Boualem Sansal a passé des mois au secret dans une prison algérienne. Il raconte tout dans La Légende. Ce n’est pas qu’une affaire de liberté d’expression. C’est le symptôme d’une guerre rampante entre Paris et Alger. Bruno Retailleau, ex-ministre de l'Intérieur, brise le silence. Il accuse le président d'avoir courbé l'échine. « La France se couche trop », lâche-t-il. Les preuves s'accumulent. Le dossier est accablant.
Deux hommes face au régime — l'écrivain et le ministre
Ils se connaissaient avant l'arrestation. Bruno Retailleau et Boualem Sansal devaient déjeuner ensemble. « 48 heures avant le 16 novembre, on s'était passé un coup de fil », raconte l'ancien ministre. Ce détail personnel ? Le point de départ d'une affaire politique majeure.
Sansal est arrêté le 16 novembre 2024. Placé au secret pendant une semaine. Personne ne sait où il est. Pas même le ministre de l'Intérieur français. « J'étais dans un trou des services secrets », dit l'écrivain. Pendant ce temps, une rumeur enfle : « Boualem Sansal a disparu. » Les prisonniers de Koléa — à 60 km d'Alger — voient arriver ce symbole de la liberté. Ils lui transfèrent tous leurs espoirs. « Il va faire tomber le régime », pensent-ils.
Retailleau, lui, est ministre de l'Intérieur. Il ne peut pas rester passif. « J'étais choqué qu'on ne défende pas un compatriote français. » Mais il n'est pas seul. La gauche se tait. « Silence radio. » Pire : certains estiment que Sansal « a un peu cherché ». Le régime algérien, lui, n'a aucun scrupule. Tebboune traite Sansal de « traître », de « bâtard », avant même son procès. « Il mérite la mort », lance le président algérien.
« Chaque seconde est une souffrance intolérable »
Dans La Légende, Sansal décrit l'indicible. « Rien n'est franchement insupportable pris isolément. C'est la continuité globale qui use et qui fait mal. » Il parle de l'humiliation. « Je me sentais humilié en tant qu'être humain, en tant qu'Algérien et en tant que Français. » La prison est une condamnation à mort. « À mon âge et malade, cinq ans de prison, c'était la fin. »
Il raconte son transfert à l'hôpital pour un traitement contre le cancer.

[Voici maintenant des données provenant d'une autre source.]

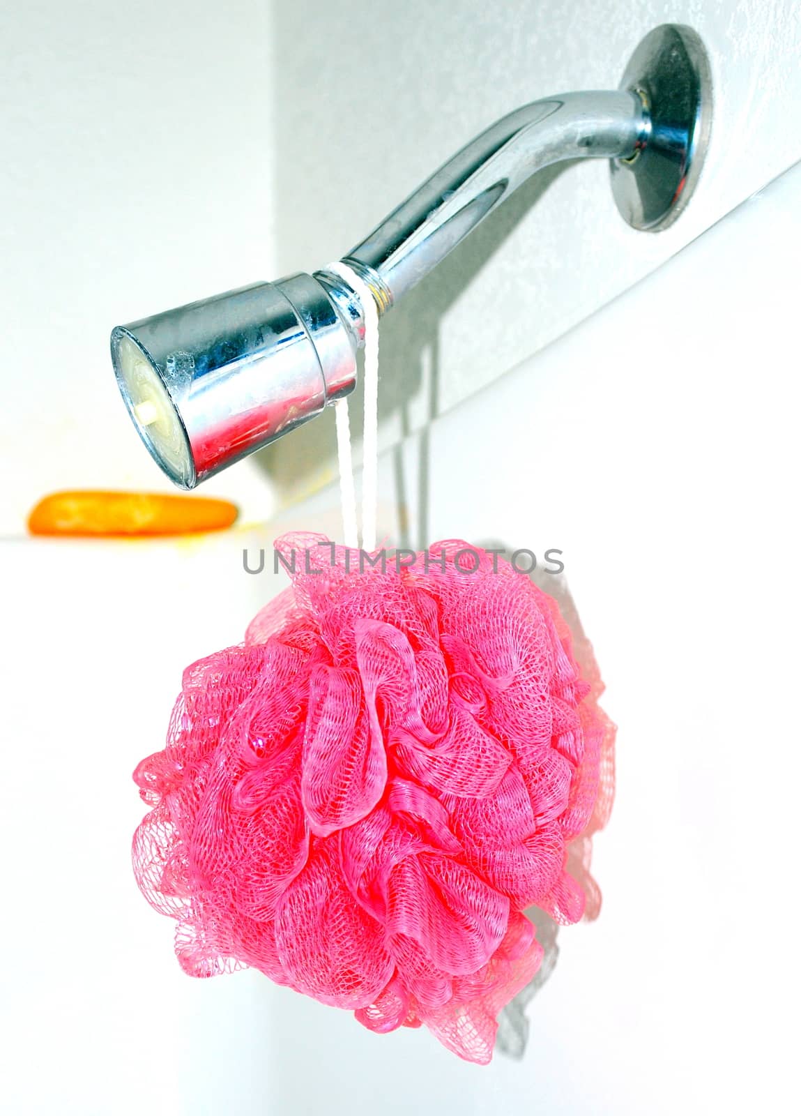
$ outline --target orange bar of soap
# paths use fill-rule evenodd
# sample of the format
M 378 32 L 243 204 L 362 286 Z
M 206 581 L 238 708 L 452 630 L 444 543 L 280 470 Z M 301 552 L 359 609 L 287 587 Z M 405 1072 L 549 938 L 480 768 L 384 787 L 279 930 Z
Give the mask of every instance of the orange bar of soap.
M 237 519 L 228 500 L 151 492 L 54 492 L 28 517 L 31 535 L 147 536 L 220 531 Z

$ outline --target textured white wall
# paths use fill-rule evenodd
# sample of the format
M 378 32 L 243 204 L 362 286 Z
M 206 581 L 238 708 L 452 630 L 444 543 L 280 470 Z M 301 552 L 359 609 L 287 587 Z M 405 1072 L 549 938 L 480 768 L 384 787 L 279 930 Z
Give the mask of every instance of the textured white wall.
M 563 334 L 801 157 L 801 6 L 276 4 L 281 272 L 347 251 L 504 113 L 568 89 L 615 88 L 640 38 L 663 22 L 694 27 L 712 59 L 712 145 L 688 210 L 666 232 L 635 232 L 605 163 L 538 175 L 384 319 L 385 444 Z M 619 344 L 630 354 L 631 339 Z M 326 416 L 263 456 L 291 493 L 326 475 L 332 444 Z
M 181 668 L 239 639 L 286 584 L 269 562 L 244 574 L 241 548 L 255 565 L 280 530 L 336 535 L 335 485 L 255 536 L 0 542 L 15 588 L 0 641 L 0 679 L 15 680 L 3 1113 L 792 1110 L 799 257 L 801 165 L 382 460 L 392 541 L 406 518 L 415 541 L 563 550 L 619 724 L 617 801 L 593 853 L 604 908 L 560 930 L 522 1062 L 466 1065 L 425 1029 L 371 1035 L 253 972 L 190 980 L 170 921 L 136 893 L 145 808 L 129 772 L 162 744 Z M 681 343 L 618 358 L 631 323 L 656 337 L 664 316 Z M 550 591 L 561 581 L 543 575 Z
M 108 334 L 269 279 L 266 0 L 0 3 L 0 533 L 46 491 L 171 490 Z M 245 463 L 208 487 L 269 514 Z

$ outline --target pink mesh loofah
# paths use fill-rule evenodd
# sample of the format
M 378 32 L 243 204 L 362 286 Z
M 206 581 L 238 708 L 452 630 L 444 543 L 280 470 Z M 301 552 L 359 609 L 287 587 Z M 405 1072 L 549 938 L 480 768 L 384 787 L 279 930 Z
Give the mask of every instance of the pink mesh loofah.
M 292 586 L 184 672 L 136 769 L 139 886 L 187 973 L 252 965 L 486 1062 L 542 955 L 522 911 L 585 910 L 566 865 L 609 805 L 597 673 L 556 603 L 477 548 L 465 574 L 462 542 L 399 570 L 318 535 L 276 546 Z

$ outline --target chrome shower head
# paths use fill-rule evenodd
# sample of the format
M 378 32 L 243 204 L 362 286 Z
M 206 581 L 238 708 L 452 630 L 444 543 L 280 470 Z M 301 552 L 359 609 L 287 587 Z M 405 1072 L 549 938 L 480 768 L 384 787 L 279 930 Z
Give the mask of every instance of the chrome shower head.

Les soins sont corrects, mais l'angoisse reste. « Je pensais à mes filles. » La liberté ? Il la refuse de la main du régime. « Je ne veux pas de la grâce présidentielle. Je demande un nouveau procès avec des observateurs internationaux. » Une position de dignité.
Retailleau n'avait que des fragments d'information. « Par Jean-Paul Scarpitta, par Nazia, l'épouse de Boualem. » Rien d'officiel. Le peu qu'il savait venait de personnes dignes de confiance. « Je me suis parfois demandé quel était le meilleur service à lui rendre. » Un dilemme moral. Il n'a pas hésité longtemps.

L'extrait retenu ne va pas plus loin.